In 1932, Australia declared a “war” against emus (and lost).

  • Wandering Outback emus
Wandering Outback emus
robynmac/ iStock

Australia is known for its unique wildlife, not all of which is friendly. In 1932, the country received a harsh reminder of that when a drought caused some 20,000 emus to move inland in search of water during their breeding season, disrupting farmers’ crops in the process. The ostrich-like birds had already had their classification downgraded from “native species” to “vermin” despite being endemic to Australia and appearing on its coat of arms alongside the kangaroo, and this mass migration made them public enemy No. 1. The government sent in World War I veterans to assist the beleaguered farmers, and though they were outfitted with machine guns, they soon found themselves overwhelmed by their flightless foes. Emus are fairly imposing, to be fair — among all bird species, only ostriches and cassowaries are larger. 

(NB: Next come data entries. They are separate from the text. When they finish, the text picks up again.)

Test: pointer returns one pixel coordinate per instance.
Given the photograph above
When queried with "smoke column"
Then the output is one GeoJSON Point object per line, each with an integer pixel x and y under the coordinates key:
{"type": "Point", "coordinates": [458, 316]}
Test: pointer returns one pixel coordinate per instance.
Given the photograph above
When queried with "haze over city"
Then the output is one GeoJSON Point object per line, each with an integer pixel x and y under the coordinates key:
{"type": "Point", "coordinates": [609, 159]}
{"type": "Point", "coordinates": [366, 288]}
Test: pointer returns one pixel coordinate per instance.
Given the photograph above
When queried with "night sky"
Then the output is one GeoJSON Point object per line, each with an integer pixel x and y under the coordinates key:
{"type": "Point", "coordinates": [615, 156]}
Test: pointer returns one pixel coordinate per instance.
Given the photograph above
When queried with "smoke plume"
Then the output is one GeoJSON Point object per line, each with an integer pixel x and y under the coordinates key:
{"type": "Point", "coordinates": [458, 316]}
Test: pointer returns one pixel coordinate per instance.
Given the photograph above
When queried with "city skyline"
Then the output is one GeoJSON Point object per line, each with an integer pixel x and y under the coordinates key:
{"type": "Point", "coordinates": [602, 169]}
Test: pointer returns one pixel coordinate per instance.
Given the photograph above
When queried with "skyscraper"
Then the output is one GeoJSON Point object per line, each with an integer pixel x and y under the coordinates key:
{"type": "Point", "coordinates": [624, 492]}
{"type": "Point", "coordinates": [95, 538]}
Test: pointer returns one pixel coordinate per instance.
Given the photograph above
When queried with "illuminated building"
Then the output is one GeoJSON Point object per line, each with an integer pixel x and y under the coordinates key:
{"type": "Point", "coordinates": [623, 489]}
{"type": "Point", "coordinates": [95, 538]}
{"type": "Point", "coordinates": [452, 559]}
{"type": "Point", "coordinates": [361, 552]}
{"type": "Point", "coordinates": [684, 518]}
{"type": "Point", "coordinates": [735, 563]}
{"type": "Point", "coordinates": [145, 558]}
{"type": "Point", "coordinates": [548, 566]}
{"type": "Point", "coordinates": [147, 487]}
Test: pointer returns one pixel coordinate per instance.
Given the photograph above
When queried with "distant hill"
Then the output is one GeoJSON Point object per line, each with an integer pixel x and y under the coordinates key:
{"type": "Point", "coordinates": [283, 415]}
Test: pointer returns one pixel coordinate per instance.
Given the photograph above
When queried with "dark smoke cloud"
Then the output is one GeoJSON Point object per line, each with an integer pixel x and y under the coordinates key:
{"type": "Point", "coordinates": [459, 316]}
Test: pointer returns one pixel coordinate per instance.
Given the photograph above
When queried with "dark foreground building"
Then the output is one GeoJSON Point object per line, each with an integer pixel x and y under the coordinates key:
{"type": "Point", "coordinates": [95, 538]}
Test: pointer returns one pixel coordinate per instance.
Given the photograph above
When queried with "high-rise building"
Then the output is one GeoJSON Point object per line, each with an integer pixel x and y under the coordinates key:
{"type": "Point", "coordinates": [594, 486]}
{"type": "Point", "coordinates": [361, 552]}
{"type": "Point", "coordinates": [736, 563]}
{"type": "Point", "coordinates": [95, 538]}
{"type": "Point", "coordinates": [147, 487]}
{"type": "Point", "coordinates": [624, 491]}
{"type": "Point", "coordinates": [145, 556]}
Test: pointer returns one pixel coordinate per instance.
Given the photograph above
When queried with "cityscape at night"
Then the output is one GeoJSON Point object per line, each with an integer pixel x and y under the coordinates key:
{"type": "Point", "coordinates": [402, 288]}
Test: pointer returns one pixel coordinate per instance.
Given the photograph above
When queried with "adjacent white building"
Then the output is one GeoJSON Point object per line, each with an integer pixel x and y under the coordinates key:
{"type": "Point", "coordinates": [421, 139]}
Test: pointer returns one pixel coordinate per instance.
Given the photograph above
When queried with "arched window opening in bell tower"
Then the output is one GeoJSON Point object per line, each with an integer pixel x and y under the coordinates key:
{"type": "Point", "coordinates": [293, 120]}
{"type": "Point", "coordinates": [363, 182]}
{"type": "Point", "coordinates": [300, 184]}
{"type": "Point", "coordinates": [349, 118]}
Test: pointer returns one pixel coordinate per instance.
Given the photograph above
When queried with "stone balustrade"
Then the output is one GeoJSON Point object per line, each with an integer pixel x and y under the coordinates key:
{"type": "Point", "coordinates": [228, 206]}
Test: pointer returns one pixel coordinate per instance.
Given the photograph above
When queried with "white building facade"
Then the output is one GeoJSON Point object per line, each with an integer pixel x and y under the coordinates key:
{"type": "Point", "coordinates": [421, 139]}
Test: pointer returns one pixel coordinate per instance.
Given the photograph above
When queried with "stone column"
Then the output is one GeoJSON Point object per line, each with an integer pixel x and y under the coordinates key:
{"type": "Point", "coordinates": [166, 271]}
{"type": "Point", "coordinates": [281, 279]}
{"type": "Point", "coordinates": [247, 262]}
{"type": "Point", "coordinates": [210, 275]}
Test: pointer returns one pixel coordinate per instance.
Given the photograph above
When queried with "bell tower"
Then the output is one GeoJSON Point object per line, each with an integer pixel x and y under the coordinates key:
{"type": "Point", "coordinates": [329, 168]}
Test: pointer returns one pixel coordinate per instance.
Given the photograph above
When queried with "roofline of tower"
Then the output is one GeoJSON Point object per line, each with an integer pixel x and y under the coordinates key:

“The machine-gunners’ dreams of point-blank fire into serried masses of Emus were soon dissipated,” observed D.L. Serventy, an Australian ornithologist. “The Emu command had evidently ordered guerrilla tactics, and its unwieldy army soon split up into innumerable small units that made use of the military equipment uneconomic. A crestfallen field force therefore withdrew from the combat area after about a month.” In other words, the emus emerged victorious in what’s now known as the Great Emu War. The birds were simply too much trouble to get rid of, and though they suffered heavy casualties, they still thrive Down Under.